Lists · Fixed-length data

unpack#

Extract typed values from a binary or fixed-width string according to a template.

unpack is the inverse of pack. It walks EXPR left to right, consuming the bytes described by each directive in TEMPLATE and turning them into Perl values. The result is a list — one value per directive, or per repetition when a directive has a count. If EXPR is omitted, unpack reads from $_.

This page is a directive reference. For a narrative introduction with worked protocol and file-format examples, start at the pack/unpack tutorial.

Synopsis#

unpack TEMPLATE, EXPR
unpack TEMPLATE                             # reads from $_
my @fields = unpack "A10 A10 A*", $line;
my ($ver, $len, $payload) = unpack "n N A*", $msg;

What you get back#

A list of values, one per directive (or per repetition when a directive has a count).

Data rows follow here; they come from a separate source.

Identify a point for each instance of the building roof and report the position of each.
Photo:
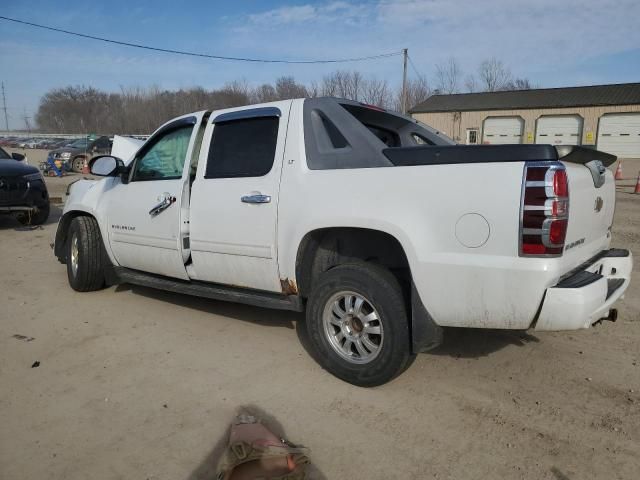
(619, 94)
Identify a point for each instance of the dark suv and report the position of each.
(23, 192)
(74, 155)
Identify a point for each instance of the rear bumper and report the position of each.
(588, 294)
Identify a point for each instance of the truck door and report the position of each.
(148, 216)
(234, 199)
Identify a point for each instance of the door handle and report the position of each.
(256, 198)
(165, 202)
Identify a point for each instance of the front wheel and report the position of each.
(357, 322)
(85, 264)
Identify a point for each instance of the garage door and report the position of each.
(559, 129)
(619, 134)
(502, 130)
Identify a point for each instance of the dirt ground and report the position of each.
(137, 383)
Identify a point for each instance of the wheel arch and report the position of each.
(62, 231)
(324, 248)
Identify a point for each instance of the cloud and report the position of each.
(324, 13)
(532, 37)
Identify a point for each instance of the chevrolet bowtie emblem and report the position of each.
(599, 203)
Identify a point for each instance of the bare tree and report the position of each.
(448, 76)
(493, 75)
(286, 88)
(471, 84)
(418, 91)
(519, 84)
(375, 92)
(265, 93)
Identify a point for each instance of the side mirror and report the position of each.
(106, 166)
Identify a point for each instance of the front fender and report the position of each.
(84, 198)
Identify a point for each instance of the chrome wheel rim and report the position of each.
(74, 254)
(353, 327)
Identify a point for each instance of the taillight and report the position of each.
(545, 209)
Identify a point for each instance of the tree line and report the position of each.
(138, 110)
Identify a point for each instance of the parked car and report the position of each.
(76, 152)
(382, 229)
(23, 192)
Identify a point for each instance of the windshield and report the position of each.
(82, 143)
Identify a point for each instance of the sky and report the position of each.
(553, 43)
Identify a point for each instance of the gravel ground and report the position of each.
(137, 383)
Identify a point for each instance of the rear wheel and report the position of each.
(85, 264)
(357, 322)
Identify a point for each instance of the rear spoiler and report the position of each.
(460, 154)
(583, 155)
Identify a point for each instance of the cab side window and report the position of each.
(243, 148)
(164, 159)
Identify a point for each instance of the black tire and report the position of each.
(382, 291)
(87, 273)
(38, 218)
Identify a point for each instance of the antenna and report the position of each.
(4, 103)
(26, 120)
(404, 81)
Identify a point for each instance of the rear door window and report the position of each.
(243, 148)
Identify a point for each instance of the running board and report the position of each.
(214, 291)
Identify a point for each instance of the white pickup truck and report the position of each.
(382, 229)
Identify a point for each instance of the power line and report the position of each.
(415, 69)
(195, 54)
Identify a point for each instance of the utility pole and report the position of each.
(4, 103)
(26, 120)
(405, 54)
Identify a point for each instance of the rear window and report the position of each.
(243, 148)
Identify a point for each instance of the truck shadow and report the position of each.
(8, 222)
(207, 469)
(458, 342)
(237, 311)
(478, 342)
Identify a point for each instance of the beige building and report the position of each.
(606, 117)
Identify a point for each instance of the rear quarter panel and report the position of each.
(486, 286)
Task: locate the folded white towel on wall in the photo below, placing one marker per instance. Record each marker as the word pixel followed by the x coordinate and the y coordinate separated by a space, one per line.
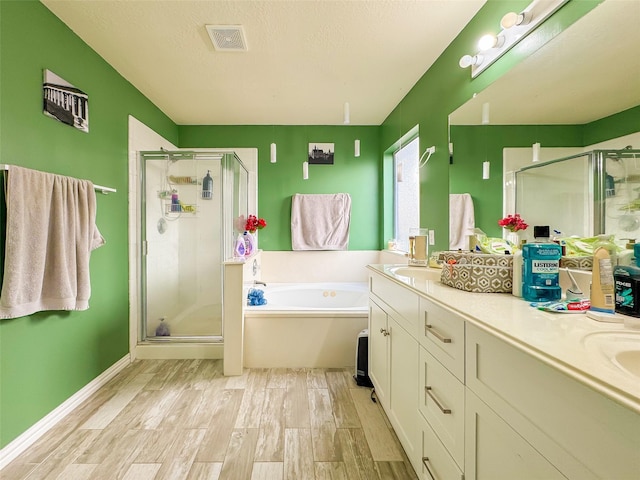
pixel 461 220
pixel 51 232
pixel 320 221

In scalar context, only the first value produced is returned:

my @all   = unpack "A4 A4 A*", $rec;    # three values
my $first = unpack "A4 A4 A*", $rec;    # just the first — not a count

Each directive determines the Perl type of its result — see the “Result type” column in the directive table below.

Global state it touches#

unpack TEMPLATE with no EXPR reads $_. No other interpreter globals are consulted. The C0 / U0 directives switch template byte-vs-character interpretation locally within the template but do not mutate any outside state.

Template syntax#

Identical to pack: a sequence of directive letters, optionally followed by repeat counts N / * / […] and modifiers ! / < / >. Parentheses form groups; # introduces a template comment. See pack for the full syntax rules — this page covers only the unpack-specific semantics.

Directive table#

Every unpack directive in one place. W is the width in bytes consumed from the input per scalar produced.

Directive

W

Signed

Endian

Result type

Modifiers

Notes

a

count

string

Returns bytes untouched

A

count

string

Strips trailing whitespace and NUL

Z

count

string

Returns everything up to the first NUL

b

count/8

bit string

“0”/”1” characters, LSB of each byte first

B

count/8

bit string

“0”/”1” characters, MSB of each byte first

h

count/2

hex string

[0-9a-f] characters, low nybble first

H

count/2

hex string

[0-9a-f] characters, high nybble first

c

1

yes

integer

Signed char

C

1

no

integer

Unsigned char

W

1

no

integer

Unsigned char; yields codepoint in U0 mode

s

2

yes

native

integer

! < >

s! = native short

S

2

no

native

integer

! < >

S! = native unsigned short

l

4

yes

native

integer

! < >

l! = native long

L

4

no

native

integer

! < >

L! = native unsigned long

i

native

yes

native

integer

! < >

sizeof(int)

I

native

no

native

integer

! < >

sizeof(unsigned int)

q

8

yes

native

integer

< >

Requires 64-bit-integer Perl

Q

8

no

native

integer

< >

Requires 64-bit-integer Perl

n

2

no

big

integer

!

Network order; n! = signed

N

4

no

big

integer

!

Network order; N! = signed

v

2

no

little

integer

!

“VAX” order; v! = signed

V

4

no

little

integer

!

“VAX” order; V! = signed

j

IV size

yes

native

integer

< >

Perl-internal IV

J

UV size

no

native

integer

< >

Perl-internal UV

f

4

native

number

< >

Single-precision IEEE 754

d

8

native

number

< >

Double-precision IEEE 754

F

NV size

native

number

< >

Perl-internal float

D

varies

native

number

< >

Long double

p

ptr size

native

string

< >

Dereferences pointer to NUL-terminated string

P

ptr size

native

string

< >

Dereferences pointer; count = bytes to read

u

varies

string

Uudecoded bytes

U

varies

integer

Unicode codepoint number

w

varies

no

integer

BER-compressed integer

x

1

(none)

!

Skip one byte forward; x!N aligns forward

X

−1

(none)

!

Back up one byte; X!N aligns backward

@

absolute

(none)

!

Jump to position N within the innermost group

.

integer

!

Return current position (relative to start of group / string)

( )

< > !

Group: repeat count and endianness propagate inside

/

See “Length-prefixed payloads” below

%N

varies

integer

Prefix. N-bit checksum of the following directive’s values

The modifiers have the same meaning as in pack: ! selects native sizes, alignment semantics, signedness for n / N / v / V, or byte offsets for @ / .; < / > force endianness.

Differences from pack#

  • a strips nothing (returns bytes raw); A strips trailing whitespace and NUL; Z stops at the first NUL. With pack all three pad; with unpack all three un-pad differently.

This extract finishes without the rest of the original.